A história das antigas Civilizações nos causa muito espanto. Não só por imaginarmos o longínquo tempo em que viveram seus habitantes, mas também pelas maravilhas que foram erguidas em tempos tão remotos. Não falamos apenas de grandes templos, pirâmides ou mesmo arenas colossais, mas também seu legado cultural que permeia nossa vida até hoje. Falamos isso porque tende-se, atualmente, a pensar que somente os últimos séculos foram determinantes para criar os moldes em que estruturamos nossa sociedade do século XXI, quando, na verdade, vivemos constantemente sob a égide dessas antigas Civilizações.
É certo que não falamos o idioma Egípcio nem escrevemos em blocos de argila, muito menos cultuamos Marduk ou Osíris, porém, tais experiências humanas estão muito fortemente marcadas em nosso imaginário coletivo. Desde a base cultural que recebemos nas aulas de História, que formam, em grande parte, nossa percepção do mundo, até referências de filmes, pinturas e jogos, e muitos outros aspectos do nosso cotidiano, nota-se claramente que a cultura antiga permanece, direta ou indiretamente, relacionando-se com a humanidade atual. Sendo assim, é impossível desassociar nosso conhecimento atual, nas mais distintas áreas, sem pensar que, em algum grau, a origem desse saber está com os antigos.
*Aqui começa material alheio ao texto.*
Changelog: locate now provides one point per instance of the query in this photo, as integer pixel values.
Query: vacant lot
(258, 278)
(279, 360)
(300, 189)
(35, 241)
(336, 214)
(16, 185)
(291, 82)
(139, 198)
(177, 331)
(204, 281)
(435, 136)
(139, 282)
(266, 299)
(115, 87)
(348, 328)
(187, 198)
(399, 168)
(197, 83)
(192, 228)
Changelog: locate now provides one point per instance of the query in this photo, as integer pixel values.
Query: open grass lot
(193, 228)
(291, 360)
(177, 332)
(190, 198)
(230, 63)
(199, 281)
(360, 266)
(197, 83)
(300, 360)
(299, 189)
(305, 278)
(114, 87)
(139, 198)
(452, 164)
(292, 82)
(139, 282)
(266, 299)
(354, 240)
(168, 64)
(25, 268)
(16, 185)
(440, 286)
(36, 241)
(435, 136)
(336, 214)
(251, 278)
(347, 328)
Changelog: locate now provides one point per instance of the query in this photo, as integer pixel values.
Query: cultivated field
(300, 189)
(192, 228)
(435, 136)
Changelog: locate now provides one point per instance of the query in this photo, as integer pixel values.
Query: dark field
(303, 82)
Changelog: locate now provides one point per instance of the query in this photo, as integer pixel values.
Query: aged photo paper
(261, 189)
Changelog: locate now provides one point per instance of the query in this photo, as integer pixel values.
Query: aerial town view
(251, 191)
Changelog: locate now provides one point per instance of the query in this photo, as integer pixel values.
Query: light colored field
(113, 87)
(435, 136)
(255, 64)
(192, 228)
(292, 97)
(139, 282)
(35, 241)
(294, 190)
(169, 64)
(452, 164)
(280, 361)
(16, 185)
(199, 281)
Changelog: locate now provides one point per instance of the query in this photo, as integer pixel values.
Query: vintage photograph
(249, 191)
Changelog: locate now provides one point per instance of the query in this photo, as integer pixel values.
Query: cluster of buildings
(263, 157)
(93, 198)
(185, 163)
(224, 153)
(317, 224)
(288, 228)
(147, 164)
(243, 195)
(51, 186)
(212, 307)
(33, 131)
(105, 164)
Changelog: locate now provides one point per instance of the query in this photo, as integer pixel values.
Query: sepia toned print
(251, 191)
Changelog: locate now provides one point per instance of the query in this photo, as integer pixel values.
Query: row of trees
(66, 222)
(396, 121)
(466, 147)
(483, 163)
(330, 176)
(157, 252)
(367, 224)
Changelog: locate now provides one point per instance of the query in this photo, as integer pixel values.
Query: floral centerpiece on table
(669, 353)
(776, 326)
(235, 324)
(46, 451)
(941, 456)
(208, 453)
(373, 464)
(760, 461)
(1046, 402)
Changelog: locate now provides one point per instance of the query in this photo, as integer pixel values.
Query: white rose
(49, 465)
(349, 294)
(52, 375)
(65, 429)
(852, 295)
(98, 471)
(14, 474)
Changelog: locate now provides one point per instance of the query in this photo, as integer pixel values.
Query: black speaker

Frente a isso, hoje conheceremos um pouco mais sobre uma das áreas que mais chamam a nossa atenção quando olhamos para as Civilizações da antiguidade: a Engenharia. Mais precisamente, falaremos de um tipo de construção que marcou diversos povos na região do Crescente Fértil, a Mesopotâmia. Estamos falando dos Zigurates, os grandes templos utilizados por Sumérios, Assírios e Babilônios para adorar seus Deuses.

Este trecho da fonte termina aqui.